Hundreds of migrants are reported to have died on Sunday and Monday in the Mediterranean Sea while attempting passage to Europe, seeking employment and haven from war-stricken countries, The Guardian reports. On Sunday, a ship carrying more than 200 African emigrants sank off the coast of Libya; fewer than 30 survivors have at this point been rescued. On Monday, it is estimated that as many as 500 migrant workers died off the coast of Malta after their boat was reportedly rammed by human traffickers’ vessels. Only a handful of survivors have been located. “If this story, which the police are investigating, should be confirmed, it would be the gravest case of recent years, since it was not an accident but a mass murder perpetrated by criminals without scruples or respect for human life,” the International Organization for Migration said in a statement. More than 2,200 people have died trying to cross the Mediterranean this year, according to the IOM and the U.S. News and World Report. “The numbers dying off Europe’s coasts are shocking and unacceptable,” said IOM’s Director General William Lacy Swing in a statement published by the organization. “These are women, children and men who only hope for a more dignified life. The risks they take reflect their desperation and we cannot keep abandoning them to their fate.”

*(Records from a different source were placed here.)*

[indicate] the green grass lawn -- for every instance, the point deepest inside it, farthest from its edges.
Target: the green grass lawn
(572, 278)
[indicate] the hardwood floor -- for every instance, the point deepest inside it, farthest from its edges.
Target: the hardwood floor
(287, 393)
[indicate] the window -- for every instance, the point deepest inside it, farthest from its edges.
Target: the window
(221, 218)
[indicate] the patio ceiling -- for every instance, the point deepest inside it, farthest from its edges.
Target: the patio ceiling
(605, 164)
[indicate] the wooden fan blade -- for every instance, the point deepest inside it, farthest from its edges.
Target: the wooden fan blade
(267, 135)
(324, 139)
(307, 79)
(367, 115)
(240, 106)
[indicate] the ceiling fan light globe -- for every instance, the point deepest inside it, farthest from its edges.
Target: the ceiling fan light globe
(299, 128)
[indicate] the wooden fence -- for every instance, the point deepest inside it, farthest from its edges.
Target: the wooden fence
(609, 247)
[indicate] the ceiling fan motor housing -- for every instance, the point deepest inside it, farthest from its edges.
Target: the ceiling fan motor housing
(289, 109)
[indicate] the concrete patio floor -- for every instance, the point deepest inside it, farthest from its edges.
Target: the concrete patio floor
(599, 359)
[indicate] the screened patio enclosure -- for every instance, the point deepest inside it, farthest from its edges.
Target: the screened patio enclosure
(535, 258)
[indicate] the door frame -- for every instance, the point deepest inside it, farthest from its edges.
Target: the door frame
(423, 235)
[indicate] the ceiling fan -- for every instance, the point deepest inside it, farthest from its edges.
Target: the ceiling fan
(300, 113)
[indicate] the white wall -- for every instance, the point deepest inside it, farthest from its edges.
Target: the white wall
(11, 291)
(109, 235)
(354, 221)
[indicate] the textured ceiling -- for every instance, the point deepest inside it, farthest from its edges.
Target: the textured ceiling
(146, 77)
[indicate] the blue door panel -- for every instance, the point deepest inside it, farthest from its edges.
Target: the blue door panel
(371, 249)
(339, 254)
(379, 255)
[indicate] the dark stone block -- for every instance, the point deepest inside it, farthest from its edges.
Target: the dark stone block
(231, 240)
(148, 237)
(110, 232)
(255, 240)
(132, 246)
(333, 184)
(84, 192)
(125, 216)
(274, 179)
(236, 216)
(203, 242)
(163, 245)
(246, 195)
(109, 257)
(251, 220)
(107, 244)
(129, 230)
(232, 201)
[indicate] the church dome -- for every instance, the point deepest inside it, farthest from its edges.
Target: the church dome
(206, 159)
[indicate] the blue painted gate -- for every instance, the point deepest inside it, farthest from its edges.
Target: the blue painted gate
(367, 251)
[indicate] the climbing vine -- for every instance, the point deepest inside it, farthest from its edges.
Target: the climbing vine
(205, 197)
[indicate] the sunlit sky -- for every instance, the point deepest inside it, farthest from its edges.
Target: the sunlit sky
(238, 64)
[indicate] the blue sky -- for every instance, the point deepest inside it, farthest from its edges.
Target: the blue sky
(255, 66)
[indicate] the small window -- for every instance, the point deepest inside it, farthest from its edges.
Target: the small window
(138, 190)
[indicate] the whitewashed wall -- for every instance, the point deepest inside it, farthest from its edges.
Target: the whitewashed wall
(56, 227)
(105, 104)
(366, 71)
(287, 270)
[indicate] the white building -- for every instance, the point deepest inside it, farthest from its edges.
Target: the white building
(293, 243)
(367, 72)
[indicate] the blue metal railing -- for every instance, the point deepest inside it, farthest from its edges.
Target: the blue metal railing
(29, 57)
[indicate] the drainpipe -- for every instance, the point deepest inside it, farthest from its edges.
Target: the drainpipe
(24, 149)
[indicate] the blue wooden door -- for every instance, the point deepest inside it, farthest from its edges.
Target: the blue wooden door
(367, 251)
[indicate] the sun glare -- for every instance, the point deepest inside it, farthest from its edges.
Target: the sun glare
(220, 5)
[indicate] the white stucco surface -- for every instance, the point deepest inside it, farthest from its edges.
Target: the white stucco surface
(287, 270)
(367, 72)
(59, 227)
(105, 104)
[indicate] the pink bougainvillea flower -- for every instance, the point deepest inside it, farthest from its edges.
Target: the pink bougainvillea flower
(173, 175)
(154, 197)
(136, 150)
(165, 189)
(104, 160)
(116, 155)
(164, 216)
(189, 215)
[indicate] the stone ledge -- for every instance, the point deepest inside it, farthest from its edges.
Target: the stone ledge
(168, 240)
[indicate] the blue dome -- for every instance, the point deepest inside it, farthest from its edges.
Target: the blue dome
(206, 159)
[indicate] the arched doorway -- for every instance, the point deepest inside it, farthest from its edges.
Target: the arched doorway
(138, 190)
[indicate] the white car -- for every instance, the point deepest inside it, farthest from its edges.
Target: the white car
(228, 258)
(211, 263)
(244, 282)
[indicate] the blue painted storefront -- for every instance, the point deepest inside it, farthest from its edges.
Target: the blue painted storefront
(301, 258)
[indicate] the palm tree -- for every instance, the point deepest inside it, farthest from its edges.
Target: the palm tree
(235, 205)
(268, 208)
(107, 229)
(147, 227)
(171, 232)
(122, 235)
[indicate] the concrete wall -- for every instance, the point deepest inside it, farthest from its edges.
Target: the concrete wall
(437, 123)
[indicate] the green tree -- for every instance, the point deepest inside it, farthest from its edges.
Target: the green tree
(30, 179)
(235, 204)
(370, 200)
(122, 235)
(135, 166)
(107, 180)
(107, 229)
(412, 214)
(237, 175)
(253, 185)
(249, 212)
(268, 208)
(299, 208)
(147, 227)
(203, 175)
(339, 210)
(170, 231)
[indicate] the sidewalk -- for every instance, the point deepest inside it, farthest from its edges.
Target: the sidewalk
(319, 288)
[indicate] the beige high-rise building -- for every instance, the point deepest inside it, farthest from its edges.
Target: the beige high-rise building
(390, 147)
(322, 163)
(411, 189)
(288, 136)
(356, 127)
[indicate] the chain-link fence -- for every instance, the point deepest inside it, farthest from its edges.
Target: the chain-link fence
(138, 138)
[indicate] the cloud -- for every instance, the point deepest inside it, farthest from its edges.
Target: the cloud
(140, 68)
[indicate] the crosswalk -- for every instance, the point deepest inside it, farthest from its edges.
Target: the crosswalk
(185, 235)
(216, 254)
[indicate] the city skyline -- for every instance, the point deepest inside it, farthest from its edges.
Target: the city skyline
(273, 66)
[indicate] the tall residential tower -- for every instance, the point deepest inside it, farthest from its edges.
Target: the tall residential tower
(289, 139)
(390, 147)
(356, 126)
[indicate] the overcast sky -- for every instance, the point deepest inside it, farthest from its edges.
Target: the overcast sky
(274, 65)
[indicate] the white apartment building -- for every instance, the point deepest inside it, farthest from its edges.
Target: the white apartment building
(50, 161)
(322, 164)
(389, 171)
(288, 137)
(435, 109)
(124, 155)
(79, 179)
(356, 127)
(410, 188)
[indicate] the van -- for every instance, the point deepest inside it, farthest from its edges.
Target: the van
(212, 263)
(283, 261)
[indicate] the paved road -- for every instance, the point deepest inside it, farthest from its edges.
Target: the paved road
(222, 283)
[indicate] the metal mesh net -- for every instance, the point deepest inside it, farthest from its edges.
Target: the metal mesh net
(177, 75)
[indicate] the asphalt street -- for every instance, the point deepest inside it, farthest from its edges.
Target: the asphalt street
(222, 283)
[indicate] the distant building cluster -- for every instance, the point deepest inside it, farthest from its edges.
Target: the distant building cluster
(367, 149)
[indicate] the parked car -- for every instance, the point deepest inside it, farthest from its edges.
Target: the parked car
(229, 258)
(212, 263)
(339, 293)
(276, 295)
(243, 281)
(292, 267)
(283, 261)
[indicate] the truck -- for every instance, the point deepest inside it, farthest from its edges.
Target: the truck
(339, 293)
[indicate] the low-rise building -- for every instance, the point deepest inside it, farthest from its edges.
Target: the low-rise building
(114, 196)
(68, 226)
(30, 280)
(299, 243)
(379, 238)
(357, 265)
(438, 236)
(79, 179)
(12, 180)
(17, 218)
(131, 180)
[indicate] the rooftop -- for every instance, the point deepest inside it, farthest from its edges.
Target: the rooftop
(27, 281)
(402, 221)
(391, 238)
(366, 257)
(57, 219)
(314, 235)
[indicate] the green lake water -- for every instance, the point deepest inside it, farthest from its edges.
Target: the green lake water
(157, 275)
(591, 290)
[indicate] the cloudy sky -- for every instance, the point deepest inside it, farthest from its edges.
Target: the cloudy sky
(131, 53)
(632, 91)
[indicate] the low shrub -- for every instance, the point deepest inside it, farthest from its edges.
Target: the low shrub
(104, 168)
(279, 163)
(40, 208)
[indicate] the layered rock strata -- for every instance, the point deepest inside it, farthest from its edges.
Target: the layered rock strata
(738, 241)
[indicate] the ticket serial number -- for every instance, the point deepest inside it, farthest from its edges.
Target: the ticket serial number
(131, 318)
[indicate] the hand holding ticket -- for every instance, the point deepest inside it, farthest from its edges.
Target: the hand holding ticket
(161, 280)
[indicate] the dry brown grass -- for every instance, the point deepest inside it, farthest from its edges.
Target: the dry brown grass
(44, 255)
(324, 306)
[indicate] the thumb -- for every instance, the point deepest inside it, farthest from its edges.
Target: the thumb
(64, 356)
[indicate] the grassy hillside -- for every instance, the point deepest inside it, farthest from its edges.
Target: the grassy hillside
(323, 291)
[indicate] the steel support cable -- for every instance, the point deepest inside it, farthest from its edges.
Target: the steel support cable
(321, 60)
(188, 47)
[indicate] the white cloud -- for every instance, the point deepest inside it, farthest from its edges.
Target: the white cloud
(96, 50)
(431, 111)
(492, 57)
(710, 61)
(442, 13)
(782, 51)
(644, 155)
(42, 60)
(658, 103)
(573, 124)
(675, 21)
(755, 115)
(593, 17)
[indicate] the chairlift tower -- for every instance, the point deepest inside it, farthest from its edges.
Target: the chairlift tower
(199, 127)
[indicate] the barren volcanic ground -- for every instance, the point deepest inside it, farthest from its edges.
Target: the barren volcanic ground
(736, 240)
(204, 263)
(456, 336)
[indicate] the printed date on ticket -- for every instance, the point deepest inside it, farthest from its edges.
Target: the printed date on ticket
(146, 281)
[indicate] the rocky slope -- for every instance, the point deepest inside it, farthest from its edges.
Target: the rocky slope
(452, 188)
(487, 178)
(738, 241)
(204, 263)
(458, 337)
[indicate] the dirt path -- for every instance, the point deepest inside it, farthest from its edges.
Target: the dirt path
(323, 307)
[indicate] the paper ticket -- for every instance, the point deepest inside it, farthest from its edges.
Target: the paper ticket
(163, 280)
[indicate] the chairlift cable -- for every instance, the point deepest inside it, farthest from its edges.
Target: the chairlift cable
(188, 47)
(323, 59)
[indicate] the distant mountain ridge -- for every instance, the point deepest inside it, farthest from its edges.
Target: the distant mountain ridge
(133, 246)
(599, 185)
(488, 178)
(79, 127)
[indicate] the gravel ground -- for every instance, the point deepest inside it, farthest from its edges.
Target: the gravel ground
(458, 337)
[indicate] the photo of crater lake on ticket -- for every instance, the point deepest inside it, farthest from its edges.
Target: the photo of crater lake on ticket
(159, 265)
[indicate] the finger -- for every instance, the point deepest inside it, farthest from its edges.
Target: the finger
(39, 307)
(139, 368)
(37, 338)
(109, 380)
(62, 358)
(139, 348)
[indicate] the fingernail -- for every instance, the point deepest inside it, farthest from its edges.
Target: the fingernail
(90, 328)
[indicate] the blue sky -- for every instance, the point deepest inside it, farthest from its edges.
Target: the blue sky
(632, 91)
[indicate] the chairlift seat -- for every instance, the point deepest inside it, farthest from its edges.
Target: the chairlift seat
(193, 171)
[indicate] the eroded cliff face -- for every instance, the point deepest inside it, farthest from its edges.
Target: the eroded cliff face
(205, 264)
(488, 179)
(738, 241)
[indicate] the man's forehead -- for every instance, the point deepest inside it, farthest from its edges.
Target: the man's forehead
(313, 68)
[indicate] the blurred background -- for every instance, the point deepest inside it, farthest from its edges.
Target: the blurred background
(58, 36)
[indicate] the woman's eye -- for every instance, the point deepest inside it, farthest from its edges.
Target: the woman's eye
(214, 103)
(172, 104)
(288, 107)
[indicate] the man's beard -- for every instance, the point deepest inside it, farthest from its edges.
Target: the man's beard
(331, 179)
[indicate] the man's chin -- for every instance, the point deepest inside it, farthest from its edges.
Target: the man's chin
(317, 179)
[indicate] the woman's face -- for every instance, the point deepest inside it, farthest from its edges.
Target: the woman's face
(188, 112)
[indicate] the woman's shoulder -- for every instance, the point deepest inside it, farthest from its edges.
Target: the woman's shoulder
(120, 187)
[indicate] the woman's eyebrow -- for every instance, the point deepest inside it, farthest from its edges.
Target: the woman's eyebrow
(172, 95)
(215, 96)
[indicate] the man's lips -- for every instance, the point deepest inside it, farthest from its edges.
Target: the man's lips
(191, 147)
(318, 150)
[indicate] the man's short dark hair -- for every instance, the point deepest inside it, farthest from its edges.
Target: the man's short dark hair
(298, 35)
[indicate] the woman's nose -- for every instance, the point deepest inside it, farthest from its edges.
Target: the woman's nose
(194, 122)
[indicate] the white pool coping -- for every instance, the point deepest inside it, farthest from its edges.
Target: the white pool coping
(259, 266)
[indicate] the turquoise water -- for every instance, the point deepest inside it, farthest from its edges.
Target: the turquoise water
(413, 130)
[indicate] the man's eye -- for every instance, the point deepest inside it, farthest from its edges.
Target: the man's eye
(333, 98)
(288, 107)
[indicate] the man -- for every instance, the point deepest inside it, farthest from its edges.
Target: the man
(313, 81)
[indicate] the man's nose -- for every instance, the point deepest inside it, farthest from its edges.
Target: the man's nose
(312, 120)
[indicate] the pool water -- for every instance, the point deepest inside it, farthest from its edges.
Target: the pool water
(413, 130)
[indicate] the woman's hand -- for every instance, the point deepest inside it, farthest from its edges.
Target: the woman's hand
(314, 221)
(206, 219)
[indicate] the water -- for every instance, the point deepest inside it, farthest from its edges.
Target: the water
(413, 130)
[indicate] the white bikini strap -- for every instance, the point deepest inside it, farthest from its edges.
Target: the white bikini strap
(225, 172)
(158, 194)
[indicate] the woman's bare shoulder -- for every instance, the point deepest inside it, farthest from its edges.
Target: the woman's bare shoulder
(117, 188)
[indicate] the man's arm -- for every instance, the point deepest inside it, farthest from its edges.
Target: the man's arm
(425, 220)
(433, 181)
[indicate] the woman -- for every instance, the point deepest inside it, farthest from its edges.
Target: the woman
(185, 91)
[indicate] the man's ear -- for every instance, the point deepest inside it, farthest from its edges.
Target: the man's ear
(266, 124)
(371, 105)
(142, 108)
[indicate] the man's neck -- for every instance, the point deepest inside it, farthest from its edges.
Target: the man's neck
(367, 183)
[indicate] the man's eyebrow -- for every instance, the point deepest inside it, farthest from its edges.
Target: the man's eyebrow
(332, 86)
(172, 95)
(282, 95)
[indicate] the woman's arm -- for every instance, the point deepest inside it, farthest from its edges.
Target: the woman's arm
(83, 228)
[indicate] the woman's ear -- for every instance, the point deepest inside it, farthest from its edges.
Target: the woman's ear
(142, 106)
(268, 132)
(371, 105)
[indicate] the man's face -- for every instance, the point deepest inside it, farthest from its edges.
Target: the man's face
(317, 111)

Yesterday, Fortune profiled the worst paying, fastest growing job in the country; home care worker. America’s aging population and the home care needs that come with it, the “Age Wave” or “Silver Tsunami” as the phenomena has been called, are expected to grow the home care worker and aid industry by nearly 50 percent from 2012 to 2022. However, the increased demand on the services of home care workers has seemingly done little to leverage increased benefits for the people working and serving in American homes. Home care workers have historically been exempt from federal minimum wage and overtime laws. Though a planned January Department of Labor regulatory change will grant most home care workers wages of at least $7.25 per hour and overtime, on the state level discrimination towards this sector of employees persists, even in states taking steps to further worker rights more generally. For example, last week in California, Governor Jerry Brown signed legislation making the state the second in the nation to institute statewide paid sick leave. However, home care workers were exempted from relief in last-minute negotiations resulting in amendment, for “cost concerns.” Joe Caldwell, director of long-term services and support policy for the National Council on Aging said to Fortune, “the number of people needing care is going to double in decade, and fewer workers are going to be willing to work for nothing.”
The national poverty rate declined slightly last year from 15 percent to 14.5 percent, according to numbers released this week by the U.S. Census Bureau. With 6.4 million more people working fulltime, this is the first drop in the poverty rate since 2006, L.A. Times reports. However, it is likely not time to start the jubilee. Due to population growth, the number of people living in poverty did not improve significantly, which in 2012 amounted to about 45.3 million people living below the poverty threshold. The federal poverty threshold last year was an annual income of less than $23,624 for a household with four people, including two related children.
On Monday, the NLRB ruled against CNN in an 11-year-old dispute between the cable television network and 300 union-represented employees, ABC News reports. The NLRB upheld a November 2008 ruling by an administrative judge that CNN illegally replaced a unionized subcontractor, Team Video Services (TVS), with in-house non-union staffers because of anti-union animus. The order from the NLRB requires CNN to rehire the former TVS employees for “their former positions or, if those jobs no longer exist, to substantially equivalent positions.” Jim Joyce, the president of the National Association of Broadcast Employees and Technicians-Communication Workers of America, celebrated the decision and expressed hope that CNN would take immediate compliance steps. “These workers have waited far too long for this measure of justice to finally be delivered and have suffered far too much as the result of these unlawful activities. CNN should do the right thing now and immediately comply with the orders…today,” Joyce said in a statement.